In de Bijbel staat die uitdrukking voor: je hele persoon, al je kracht, al je vermogen, wie je bent. Als we bidden in de naam van Jezus, wil dat zeggen, in het volle geloof in Wie Jezus is. Zijn naam heeft trouwens een prachtige betekenis: God redt. Dat is wie Jezus is: God redt. Hij is het Woord van God en de handen en voeten van God.
En als wij kinderen van God zijn, Jezus aannemen, ontvangen in ons leven, de relatie met Hem koesteren, dan mogen wij méé woord van God en handen en voeten van God zijn.
Spreekt het U aan, om kind van God te zijn?
Er is de burgerlijke stand, en er is de geestelijke stand… burgerlijke stand gehuwd of ongehuwd of samenwonend. Geestelijke stand, kind of geen kind van God. En dat zijn geen loze woorden, ze betekenen ook wel wat.
Als je samenwonend bent, dan deel je je woning met iemand en je kunt hem niet zomaar dakloos maken. Als je getrouwd bent, heb je elkaar trouw beloofd. Je kunt niet zomaar met een ander gaan lopen, je kunt ook niet weglopen als de omstandigheden moeilijker worden, want dat heb je beloofd. Als je kind van God bent, dan heeft dat ook gevolgen.
Abraham was kind van God. Hij communiceerde met God over alles, bijvoorbeeld over een toekomstige vrouw voor zijn zoon Izaak. Jakob was een kind van God. Hij worstelde met God, het liet hem niet koud wat God zei of deed. Hij eiste zijn zegen. Mozes was kind van God. Elk probleem in zijn leiderschap of het nu het gouden kalf was of gemor over te weinig eten, elk probleem legde hij in gebed aan God voor. En God kwam ter hulp. David was een kind van God.
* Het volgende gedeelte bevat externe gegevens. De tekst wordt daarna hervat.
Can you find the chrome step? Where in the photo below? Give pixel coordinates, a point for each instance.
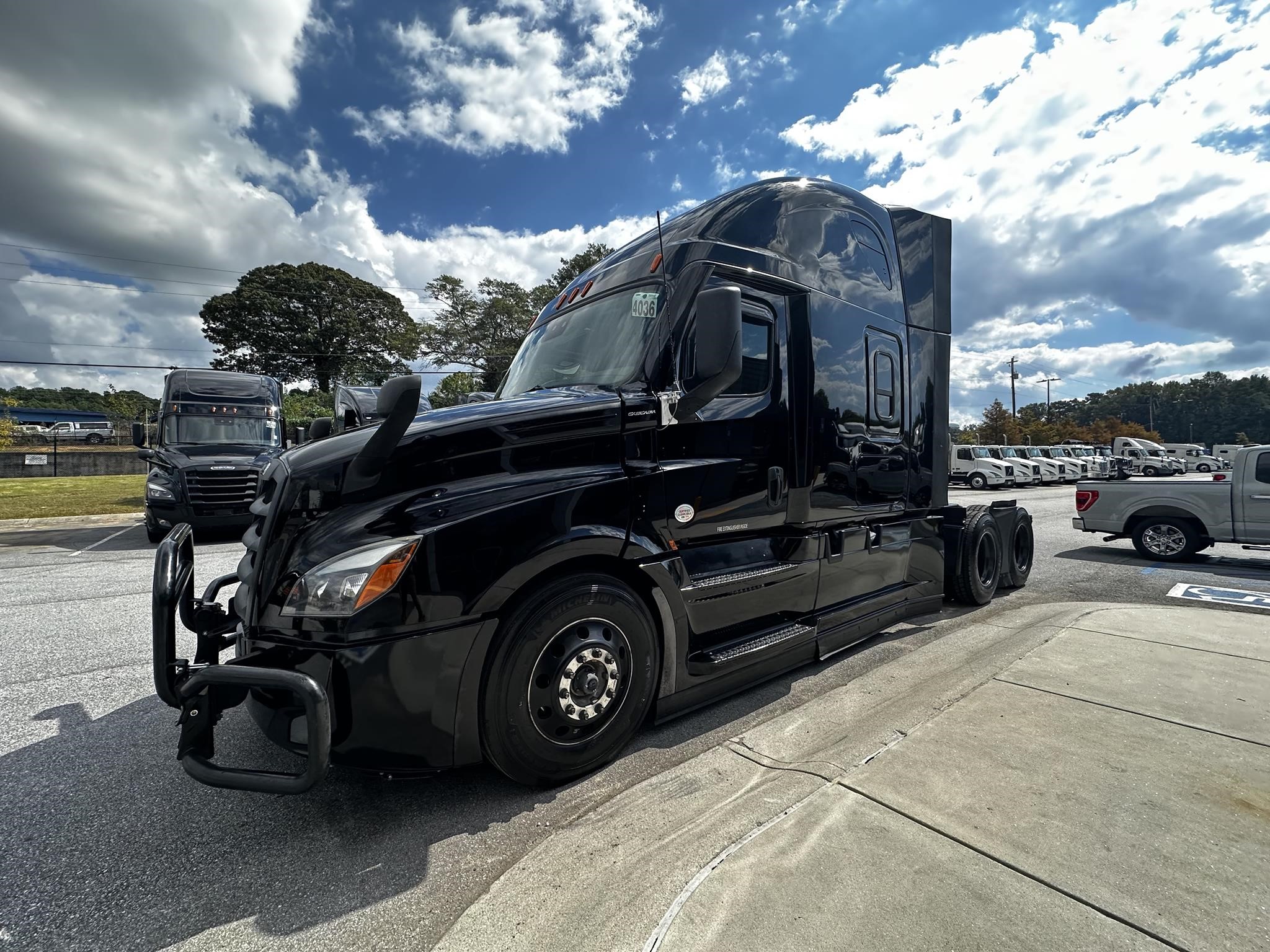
(699, 583)
(734, 651)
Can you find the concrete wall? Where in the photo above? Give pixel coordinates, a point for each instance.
(84, 464)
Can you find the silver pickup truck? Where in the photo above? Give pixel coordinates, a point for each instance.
(1170, 522)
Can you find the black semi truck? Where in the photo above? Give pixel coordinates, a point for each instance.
(216, 432)
(721, 454)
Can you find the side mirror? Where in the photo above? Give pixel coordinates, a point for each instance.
(319, 428)
(717, 348)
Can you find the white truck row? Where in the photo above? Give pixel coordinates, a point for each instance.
(996, 466)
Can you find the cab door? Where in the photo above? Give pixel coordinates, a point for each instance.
(861, 462)
(1254, 498)
(726, 490)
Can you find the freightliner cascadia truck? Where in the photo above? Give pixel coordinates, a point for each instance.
(721, 454)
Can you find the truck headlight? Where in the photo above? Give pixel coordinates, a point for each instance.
(155, 490)
(342, 586)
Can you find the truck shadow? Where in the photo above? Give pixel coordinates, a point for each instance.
(111, 845)
(1228, 566)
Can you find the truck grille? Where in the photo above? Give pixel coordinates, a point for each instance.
(221, 491)
(271, 487)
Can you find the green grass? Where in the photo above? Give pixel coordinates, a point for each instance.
(70, 495)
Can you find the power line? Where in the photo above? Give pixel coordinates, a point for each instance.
(151, 366)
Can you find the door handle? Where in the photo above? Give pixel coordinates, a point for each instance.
(775, 485)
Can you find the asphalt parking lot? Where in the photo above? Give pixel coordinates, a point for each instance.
(109, 845)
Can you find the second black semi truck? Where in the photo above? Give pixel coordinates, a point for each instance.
(216, 432)
(721, 454)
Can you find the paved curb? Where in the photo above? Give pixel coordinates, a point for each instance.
(70, 522)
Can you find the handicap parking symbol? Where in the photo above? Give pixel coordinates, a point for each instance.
(1226, 597)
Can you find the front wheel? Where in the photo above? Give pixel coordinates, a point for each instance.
(571, 682)
(1165, 540)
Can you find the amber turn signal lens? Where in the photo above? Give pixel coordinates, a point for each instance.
(385, 575)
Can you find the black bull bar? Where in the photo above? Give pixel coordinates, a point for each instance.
(203, 690)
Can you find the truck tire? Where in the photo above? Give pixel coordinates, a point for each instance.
(1165, 539)
(1020, 551)
(571, 682)
(974, 578)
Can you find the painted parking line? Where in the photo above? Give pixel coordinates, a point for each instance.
(1226, 597)
(100, 541)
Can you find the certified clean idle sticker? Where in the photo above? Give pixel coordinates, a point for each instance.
(644, 304)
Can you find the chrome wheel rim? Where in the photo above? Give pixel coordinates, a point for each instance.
(1163, 540)
(579, 681)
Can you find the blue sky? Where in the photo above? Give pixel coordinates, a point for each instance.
(1105, 164)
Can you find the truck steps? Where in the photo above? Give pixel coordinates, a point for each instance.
(734, 582)
(748, 649)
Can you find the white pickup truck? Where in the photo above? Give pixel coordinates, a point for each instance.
(1169, 522)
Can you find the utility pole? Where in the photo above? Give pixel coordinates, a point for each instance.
(1047, 382)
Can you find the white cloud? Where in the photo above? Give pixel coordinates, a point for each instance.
(1108, 164)
(711, 77)
(141, 148)
(722, 70)
(791, 17)
(520, 79)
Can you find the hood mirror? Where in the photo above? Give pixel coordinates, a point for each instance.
(717, 348)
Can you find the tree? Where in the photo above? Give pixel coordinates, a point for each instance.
(310, 322)
(454, 390)
(484, 329)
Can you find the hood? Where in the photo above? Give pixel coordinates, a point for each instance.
(216, 455)
(468, 431)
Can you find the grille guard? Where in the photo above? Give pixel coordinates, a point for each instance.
(203, 690)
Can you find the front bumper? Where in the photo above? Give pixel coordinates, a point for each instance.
(203, 690)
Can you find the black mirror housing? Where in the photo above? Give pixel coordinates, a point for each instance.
(717, 348)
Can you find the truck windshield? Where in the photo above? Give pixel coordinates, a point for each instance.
(241, 431)
(601, 343)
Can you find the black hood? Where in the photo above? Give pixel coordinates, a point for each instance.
(469, 430)
(215, 455)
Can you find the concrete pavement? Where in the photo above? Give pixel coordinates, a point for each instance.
(1065, 777)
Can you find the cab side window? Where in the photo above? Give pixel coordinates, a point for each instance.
(1263, 471)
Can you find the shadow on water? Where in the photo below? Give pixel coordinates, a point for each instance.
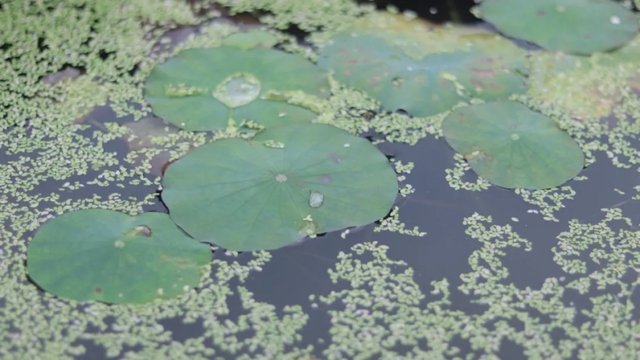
(298, 271)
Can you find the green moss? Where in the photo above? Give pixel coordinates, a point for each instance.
(62, 153)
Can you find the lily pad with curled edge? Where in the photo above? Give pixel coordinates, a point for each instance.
(251, 39)
(111, 257)
(284, 184)
(421, 87)
(574, 26)
(512, 146)
(201, 89)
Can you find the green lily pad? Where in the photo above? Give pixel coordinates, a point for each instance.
(111, 257)
(201, 89)
(512, 146)
(421, 87)
(575, 26)
(418, 37)
(251, 39)
(286, 183)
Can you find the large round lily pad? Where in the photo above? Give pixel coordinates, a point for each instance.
(512, 146)
(421, 87)
(575, 26)
(284, 184)
(201, 89)
(111, 257)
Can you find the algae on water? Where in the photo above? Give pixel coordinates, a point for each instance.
(72, 85)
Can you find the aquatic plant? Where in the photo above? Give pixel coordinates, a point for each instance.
(201, 89)
(421, 87)
(115, 258)
(512, 146)
(575, 26)
(278, 187)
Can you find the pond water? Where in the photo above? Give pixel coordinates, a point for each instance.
(533, 281)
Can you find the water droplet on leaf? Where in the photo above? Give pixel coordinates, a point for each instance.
(315, 199)
(237, 90)
(274, 144)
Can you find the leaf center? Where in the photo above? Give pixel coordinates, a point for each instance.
(237, 90)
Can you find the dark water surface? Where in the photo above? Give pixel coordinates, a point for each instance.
(300, 270)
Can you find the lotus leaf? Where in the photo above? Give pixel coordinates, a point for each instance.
(512, 146)
(418, 37)
(201, 89)
(422, 88)
(251, 39)
(284, 184)
(575, 26)
(111, 257)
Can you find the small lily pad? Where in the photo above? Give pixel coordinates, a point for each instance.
(114, 258)
(512, 146)
(201, 89)
(251, 39)
(421, 87)
(575, 26)
(246, 195)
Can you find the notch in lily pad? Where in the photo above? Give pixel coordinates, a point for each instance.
(248, 196)
(575, 26)
(111, 257)
(201, 89)
(421, 87)
(512, 146)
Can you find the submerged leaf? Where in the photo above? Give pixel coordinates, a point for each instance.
(512, 146)
(201, 89)
(111, 257)
(422, 88)
(575, 26)
(248, 196)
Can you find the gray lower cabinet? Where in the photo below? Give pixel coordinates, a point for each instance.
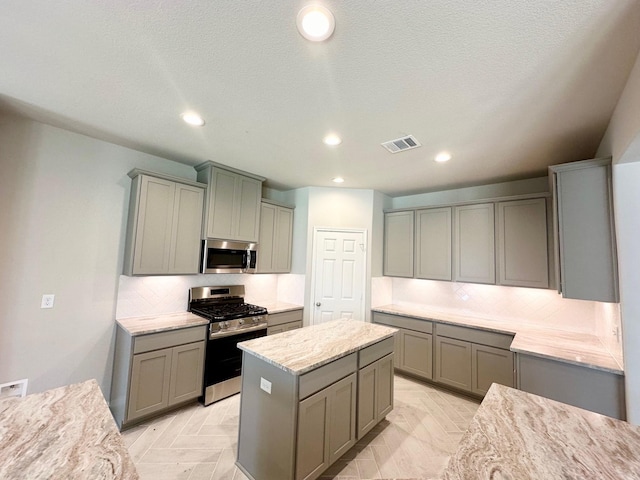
(153, 373)
(522, 243)
(398, 244)
(474, 243)
(415, 353)
(433, 243)
(584, 387)
(471, 360)
(491, 365)
(453, 363)
(586, 263)
(284, 321)
(413, 349)
(326, 427)
(164, 225)
(276, 238)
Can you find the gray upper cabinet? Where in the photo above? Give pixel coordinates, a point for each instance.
(398, 244)
(433, 243)
(584, 230)
(165, 221)
(522, 243)
(232, 207)
(474, 243)
(276, 238)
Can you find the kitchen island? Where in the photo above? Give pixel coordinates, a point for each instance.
(67, 432)
(517, 435)
(309, 394)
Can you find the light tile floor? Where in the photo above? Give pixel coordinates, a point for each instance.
(414, 441)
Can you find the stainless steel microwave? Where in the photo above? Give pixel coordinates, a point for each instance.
(221, 256)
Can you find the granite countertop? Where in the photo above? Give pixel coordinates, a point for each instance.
(570, 347)
(160, 323)
(518, 435)
(66, 432)
(299, 351)
(280, 307)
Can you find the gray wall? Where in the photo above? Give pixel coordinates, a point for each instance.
(622, 142)
(63, 214)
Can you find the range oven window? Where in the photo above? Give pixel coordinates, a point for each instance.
(224, 358)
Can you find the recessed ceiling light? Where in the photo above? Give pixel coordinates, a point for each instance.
(332, 139)
(193, 119)
(315, 23)
(443, 157)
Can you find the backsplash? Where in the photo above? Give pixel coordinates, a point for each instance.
(157, 295)
(530, 306)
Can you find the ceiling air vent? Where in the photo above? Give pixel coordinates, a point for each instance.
(401, 144)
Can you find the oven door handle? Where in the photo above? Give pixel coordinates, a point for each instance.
(237, 331)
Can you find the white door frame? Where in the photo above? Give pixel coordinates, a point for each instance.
(314, 252)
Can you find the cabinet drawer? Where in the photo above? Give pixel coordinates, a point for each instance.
(284, 317)
(373, 352)
(324, 376)
(409, 323)
(482, 337)
(156, 341)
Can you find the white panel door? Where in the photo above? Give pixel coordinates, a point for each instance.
(339, 273)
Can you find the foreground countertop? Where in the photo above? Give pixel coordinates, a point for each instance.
(160, 323)
(299, 351)
(570, 347)
(65, 433)
(517, 435)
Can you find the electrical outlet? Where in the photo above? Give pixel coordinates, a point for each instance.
(47, 301)
(14, 389)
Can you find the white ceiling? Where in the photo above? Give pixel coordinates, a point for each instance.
(507, 86)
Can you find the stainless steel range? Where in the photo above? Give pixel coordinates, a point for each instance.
(230, 321)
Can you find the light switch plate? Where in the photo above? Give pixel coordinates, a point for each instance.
(265, 385)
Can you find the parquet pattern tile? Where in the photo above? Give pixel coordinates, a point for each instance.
(413, 442)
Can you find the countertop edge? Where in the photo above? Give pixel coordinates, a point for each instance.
(501, 329)
(549, 356)
(325, 361)
(166, 325)
(291, 308)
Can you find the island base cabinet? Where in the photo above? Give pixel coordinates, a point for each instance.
(375, 394)
(326, 428)
(583, 387)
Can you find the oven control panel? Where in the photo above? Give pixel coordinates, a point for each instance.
(237, 326)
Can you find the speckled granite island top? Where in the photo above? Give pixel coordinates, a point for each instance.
(302, 350)
(570, 347)
(516, 435)
(65, 433)
(160, 323)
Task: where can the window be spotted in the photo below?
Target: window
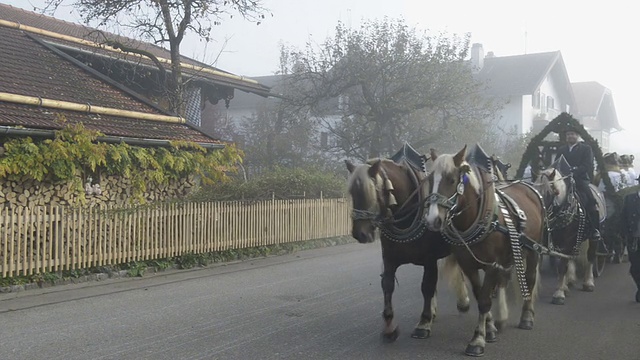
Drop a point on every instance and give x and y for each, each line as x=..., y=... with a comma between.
x=535, y=100
x=551, y=104
x=324, y=139
x=343, y=102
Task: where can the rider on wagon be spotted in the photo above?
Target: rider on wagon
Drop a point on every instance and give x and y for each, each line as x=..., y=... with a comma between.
x=579, y=155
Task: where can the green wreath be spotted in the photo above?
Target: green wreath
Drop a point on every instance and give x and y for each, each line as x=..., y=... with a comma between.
x=560, y=125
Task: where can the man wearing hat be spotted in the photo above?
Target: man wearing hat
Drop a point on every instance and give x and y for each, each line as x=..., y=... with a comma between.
x=580, y=156
x=631, y=226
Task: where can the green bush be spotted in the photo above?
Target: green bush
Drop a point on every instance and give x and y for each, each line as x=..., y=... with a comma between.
x=281, y=183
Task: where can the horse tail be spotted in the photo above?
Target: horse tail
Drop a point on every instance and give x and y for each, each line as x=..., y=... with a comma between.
x=450, y=269
x=582, y=259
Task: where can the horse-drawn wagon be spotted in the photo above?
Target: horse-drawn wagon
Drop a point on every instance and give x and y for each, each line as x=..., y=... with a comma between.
x=541, y=153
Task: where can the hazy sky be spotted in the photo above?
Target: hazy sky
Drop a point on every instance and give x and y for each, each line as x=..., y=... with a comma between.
x=597, y=40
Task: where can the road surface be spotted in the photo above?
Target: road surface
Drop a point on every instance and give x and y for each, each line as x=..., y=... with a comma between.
x=316, y=304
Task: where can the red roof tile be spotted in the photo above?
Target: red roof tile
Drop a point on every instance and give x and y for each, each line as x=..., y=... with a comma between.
x=33, y=117
x=40, y=21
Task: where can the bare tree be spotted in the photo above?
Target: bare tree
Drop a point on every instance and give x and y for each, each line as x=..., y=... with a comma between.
x=165, y=22
x=385, y=83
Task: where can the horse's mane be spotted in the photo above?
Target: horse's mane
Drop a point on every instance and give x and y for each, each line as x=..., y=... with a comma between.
x=444, y=164
x=360, y=175
x=546, y=183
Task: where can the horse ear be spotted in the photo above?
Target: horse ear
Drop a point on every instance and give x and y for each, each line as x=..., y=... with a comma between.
x=350, y=166
x=433, y=154
x=459, y=157
x=374, y=169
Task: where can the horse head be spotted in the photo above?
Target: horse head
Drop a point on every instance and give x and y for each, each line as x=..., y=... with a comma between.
x=377, y=189
x=552, y=186
x=453, y=180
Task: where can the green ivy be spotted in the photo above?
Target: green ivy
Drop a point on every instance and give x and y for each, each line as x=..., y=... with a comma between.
x=75, y=148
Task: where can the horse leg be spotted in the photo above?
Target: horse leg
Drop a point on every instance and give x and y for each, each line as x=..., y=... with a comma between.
x=454, y=273
x=390, y=332
x=502, y=309
x=588, y=283
x=428, y=288
x=564, y=276
x=485, y=330
x=531, y=277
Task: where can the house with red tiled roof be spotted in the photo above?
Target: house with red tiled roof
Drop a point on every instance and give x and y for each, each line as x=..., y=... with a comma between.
x=596, y=110
x=535, y=89
x=45, y=61
x=51, y=70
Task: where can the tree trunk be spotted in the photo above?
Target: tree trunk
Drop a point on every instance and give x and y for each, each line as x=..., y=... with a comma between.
x=176, y=88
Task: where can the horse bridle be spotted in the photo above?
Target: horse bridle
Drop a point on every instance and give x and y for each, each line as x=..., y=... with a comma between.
x=376, y=214
x=449, y=203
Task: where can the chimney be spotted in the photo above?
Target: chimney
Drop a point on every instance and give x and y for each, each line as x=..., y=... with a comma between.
x=477, y=57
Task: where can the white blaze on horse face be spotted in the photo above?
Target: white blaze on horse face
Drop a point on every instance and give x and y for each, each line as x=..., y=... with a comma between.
x=434, y=212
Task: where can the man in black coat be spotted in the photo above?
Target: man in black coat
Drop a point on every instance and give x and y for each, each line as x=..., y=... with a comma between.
x=631, y=227
x=580, y=156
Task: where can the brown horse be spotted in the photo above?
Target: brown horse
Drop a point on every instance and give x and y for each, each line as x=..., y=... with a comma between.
x=389, y=195
x=567, y=222
x=486, y=223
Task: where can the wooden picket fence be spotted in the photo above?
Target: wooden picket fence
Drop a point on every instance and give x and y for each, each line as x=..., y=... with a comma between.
x=54, y=238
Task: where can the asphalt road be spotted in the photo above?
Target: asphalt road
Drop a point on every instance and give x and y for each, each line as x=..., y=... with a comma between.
x=317, y=304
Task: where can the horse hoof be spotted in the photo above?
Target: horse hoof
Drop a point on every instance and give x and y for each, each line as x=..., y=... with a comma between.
x=420, y=333
x=526, y=324
x=391, y=337
x=463, y=308
x=491, y=337
x=588, y=288
x=474, y=350
x=557, y=301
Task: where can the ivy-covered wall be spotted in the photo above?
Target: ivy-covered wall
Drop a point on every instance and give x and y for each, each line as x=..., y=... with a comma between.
x=76, y=169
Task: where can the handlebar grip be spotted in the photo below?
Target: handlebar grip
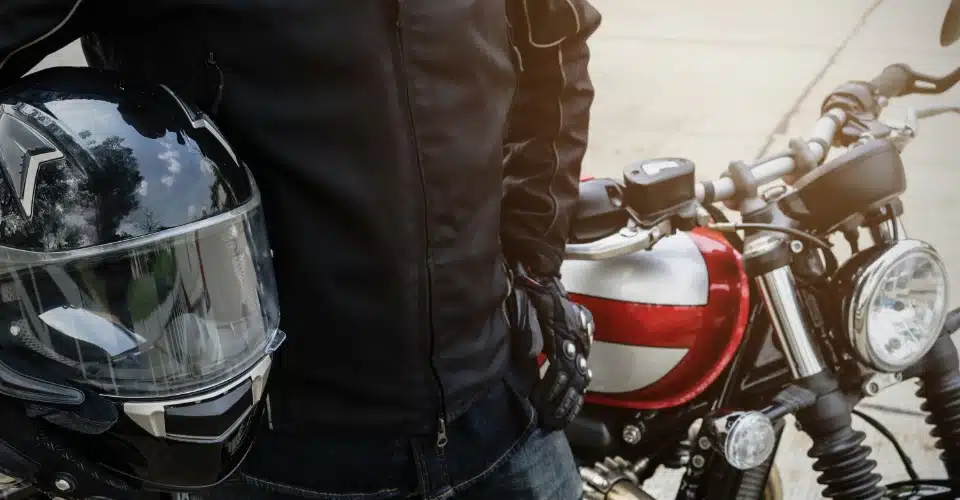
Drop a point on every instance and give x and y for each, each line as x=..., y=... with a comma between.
x=893, y=81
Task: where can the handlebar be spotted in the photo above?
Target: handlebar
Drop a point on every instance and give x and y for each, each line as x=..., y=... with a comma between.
x=771, y=170
x=894, y=81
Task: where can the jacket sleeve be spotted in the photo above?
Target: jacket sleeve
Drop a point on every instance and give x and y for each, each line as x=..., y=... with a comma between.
x=33, y=29
x=547, y=133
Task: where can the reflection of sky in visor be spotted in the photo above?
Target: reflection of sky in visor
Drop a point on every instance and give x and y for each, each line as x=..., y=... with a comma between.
x=92, y=328
x=173, y=178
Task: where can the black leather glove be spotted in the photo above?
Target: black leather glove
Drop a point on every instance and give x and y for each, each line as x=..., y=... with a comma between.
x=540, y=307
x=38, y=409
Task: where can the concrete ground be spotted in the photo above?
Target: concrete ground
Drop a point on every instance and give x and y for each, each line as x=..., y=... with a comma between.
x=721, y=81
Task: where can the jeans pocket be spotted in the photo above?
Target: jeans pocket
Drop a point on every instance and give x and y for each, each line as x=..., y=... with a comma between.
x=274, y=490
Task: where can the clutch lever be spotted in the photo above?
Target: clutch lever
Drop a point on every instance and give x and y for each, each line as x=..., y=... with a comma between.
x=926, y=84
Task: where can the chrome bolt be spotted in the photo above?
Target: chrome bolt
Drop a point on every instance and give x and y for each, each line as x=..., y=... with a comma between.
x=63, y=484
x=704, y=443
x=631, y=434
x=569, y=349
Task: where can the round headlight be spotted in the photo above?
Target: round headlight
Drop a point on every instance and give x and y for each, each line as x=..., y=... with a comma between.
x=898, y=305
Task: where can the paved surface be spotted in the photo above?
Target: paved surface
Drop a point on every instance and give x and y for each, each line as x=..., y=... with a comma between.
x=721, y=81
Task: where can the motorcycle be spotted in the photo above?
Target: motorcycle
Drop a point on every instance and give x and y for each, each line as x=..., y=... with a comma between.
x=705, y=340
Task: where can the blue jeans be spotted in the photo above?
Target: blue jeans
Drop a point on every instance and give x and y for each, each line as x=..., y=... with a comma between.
x=494, y=451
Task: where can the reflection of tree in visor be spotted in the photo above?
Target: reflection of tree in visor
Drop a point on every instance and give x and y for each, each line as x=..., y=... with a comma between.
x=135, y=318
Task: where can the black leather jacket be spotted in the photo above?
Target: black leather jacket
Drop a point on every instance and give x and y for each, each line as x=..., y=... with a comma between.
x=403, y=148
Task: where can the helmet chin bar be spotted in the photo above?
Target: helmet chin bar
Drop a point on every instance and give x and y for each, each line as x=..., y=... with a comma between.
x=205, y=418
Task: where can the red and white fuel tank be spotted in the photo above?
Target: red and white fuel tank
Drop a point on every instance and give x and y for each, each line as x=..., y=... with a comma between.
x=668, y=319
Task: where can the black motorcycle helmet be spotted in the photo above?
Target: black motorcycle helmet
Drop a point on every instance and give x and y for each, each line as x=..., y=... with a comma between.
x=133, y=255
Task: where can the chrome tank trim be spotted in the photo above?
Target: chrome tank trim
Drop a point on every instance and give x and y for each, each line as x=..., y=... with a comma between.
x=672, y=273
x=619, y=368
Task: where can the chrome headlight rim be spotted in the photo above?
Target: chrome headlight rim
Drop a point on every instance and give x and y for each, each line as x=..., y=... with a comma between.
x=867, y=285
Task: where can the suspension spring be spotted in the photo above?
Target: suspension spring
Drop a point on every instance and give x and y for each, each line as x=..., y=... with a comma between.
x=845, y=466
x=940, y=388
x=840, y=457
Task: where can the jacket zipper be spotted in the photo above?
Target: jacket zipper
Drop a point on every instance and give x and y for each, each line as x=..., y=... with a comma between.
x=441, y=418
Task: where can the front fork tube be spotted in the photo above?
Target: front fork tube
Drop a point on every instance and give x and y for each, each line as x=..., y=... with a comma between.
x=841, y=460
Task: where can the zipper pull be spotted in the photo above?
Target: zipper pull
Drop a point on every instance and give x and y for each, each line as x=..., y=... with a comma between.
x=442, y=433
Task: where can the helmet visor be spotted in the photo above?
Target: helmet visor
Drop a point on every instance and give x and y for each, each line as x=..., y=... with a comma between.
x=167, y=314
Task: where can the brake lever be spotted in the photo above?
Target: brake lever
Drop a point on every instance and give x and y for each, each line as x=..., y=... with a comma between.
x=933, y=85
x=936, y=110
Toen hij zich aan een zware misdaad had overgegeven, overspel en de moord op de echtgenoot van deze vrouw, toen liet hij zich door God aanspreken, en Hij droeg de gevolgen, met zeer veel verdriet, maar zonder bitterheid. Hij vertrouwde op Gods goedheid.
Kind van God zijn, betekent bij God kind aan huis zijn, altijd kunnen aankloppen, altijd staat de deur voor je open. Bij Hem ben je geborgen, geliefd, zo geliefd, dat je ook met je fouten daar kunt aankomen. Hij zoekt mee met jou naar een oplossing, hij helpt je groeien en wijs worden.
Het vraagt wel om een initiatief van ons om kind van God te zijn. Want ieder mens wordt gewoon en ongevraagd geboren, probeert te overleven, probeert te leven, probeert zelfs goed te leven, bouwt zijn leven uit op deze aarde en kan dan zo weer verdwijnen wanneer het de dood tegenkomt. Dat leven en wat je daarin ook doet en presteert, doet er eigenlijk niet toe voor God. Het is okee, ’t is jou gegeven en gegund en als je goed hebt geleefd, zoveel te beter, maar het heeft alleen maar met je natuurlijke staat te maken. Hiermee word je geen kind van God.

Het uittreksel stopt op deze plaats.